Der Winzer wählt individuell nach Lage die Rebsorte als Grundstein für eine optimale Traubenqualität in den nächsten Jahrzehnten.

Nach einjähriger Vorkultur erhält der Winzer aus der Rebschule die Rebsetzlinge. Diese bestehen aus der geeigneten Unterlagsrebe und dem aufgepfropften Edelreis der gewünschten Sorte.

Zur Vorbereitung der Neuanlage erfolgen eine Aufdüngung und eine tiefe Lockerung des Bodens. Die Zeilen (Rebgassen) teilt man abhängig von Hanglage und Himmelsrichtung ein. Mit Wasserbohrer oder Pflanzmaschine werden die Reben gesetzt. In der Regel erfolgt die Pflanzung im Frühjahr, ist aber auch im Herbst möglich. Ab diesem Zeitpunkt sind ständige Bodenpflege, laufende Pflanzenschutzmaßnahmen und Schutz gegen Wildverbiss notwendig. Die Jungtriebe werden auf 1 bis 2 Triebe ausgebrochen und aufgebunden.

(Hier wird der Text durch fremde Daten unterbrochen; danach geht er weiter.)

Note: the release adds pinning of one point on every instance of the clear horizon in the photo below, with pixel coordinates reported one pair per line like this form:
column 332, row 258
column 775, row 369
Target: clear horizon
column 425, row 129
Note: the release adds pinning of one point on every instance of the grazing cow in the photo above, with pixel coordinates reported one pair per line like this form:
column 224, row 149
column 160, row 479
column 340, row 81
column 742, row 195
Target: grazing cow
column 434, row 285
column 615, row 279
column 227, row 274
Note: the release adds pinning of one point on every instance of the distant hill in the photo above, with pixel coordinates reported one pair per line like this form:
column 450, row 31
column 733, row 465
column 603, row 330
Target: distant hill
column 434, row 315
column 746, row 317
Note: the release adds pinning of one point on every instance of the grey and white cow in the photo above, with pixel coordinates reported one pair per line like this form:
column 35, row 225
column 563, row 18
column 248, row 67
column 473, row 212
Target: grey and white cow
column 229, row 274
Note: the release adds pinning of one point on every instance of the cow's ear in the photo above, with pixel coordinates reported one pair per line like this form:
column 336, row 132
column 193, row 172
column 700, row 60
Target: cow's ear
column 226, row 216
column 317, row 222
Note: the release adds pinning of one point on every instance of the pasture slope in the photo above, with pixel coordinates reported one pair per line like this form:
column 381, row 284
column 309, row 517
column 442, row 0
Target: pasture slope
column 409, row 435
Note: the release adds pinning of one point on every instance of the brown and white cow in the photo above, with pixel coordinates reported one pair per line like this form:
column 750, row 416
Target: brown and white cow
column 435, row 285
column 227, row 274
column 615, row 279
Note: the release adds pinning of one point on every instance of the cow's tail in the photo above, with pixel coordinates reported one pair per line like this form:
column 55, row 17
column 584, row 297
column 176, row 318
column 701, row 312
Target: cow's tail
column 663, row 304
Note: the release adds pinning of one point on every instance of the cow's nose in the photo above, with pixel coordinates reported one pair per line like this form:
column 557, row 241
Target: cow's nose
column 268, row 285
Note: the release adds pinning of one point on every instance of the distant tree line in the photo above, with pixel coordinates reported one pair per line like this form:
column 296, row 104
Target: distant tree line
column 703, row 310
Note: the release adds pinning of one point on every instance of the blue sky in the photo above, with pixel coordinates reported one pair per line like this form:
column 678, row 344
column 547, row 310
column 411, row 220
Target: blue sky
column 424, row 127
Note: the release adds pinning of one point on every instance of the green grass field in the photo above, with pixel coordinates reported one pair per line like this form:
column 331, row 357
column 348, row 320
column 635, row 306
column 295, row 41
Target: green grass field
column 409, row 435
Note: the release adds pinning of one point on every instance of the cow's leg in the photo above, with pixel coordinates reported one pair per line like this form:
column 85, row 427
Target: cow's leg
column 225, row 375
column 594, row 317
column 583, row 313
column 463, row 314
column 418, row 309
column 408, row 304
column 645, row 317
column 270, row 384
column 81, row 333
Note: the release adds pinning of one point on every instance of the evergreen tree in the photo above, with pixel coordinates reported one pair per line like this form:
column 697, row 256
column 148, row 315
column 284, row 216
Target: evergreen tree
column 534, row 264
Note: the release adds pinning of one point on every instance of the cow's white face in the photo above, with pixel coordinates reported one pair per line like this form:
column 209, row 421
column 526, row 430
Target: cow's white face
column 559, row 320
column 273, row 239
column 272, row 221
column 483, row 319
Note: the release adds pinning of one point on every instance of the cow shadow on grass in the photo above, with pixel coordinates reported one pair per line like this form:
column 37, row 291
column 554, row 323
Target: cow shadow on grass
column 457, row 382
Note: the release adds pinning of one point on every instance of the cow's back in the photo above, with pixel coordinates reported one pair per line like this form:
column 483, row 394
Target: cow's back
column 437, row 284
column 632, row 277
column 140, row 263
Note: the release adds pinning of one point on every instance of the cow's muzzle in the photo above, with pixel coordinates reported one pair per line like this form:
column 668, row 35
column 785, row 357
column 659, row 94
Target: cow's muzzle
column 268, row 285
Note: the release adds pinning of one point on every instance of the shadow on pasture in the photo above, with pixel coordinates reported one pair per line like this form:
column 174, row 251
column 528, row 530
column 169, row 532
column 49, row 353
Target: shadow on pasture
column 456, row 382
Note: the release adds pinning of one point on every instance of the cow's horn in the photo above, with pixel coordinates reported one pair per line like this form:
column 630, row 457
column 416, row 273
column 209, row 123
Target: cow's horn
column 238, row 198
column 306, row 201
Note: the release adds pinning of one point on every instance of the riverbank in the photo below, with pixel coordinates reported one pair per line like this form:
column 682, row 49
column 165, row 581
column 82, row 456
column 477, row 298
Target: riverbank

Die verholzten Triebe werden im 2. Vegetationsjahr auf 2 Knospen zurückgeschnitten. Die neuen Triebe müssen wieder ausgebrochen, aufgebunden und in den Drahtrahmen eingestrickt werden (System aus Pfählen, Stöcken und Draht).

Im 3. Jahr werden die jungen Rebstöcke im Zuge des Winterschnittes zurückgeschnitten und in die gewünschte Form gebracht. Nach den üblichen Pflegemaßnahmen eines Weingartenjahres findet im Herbst die Jungfernlese statt, allerdings mit sehr mäßigem Ertrag.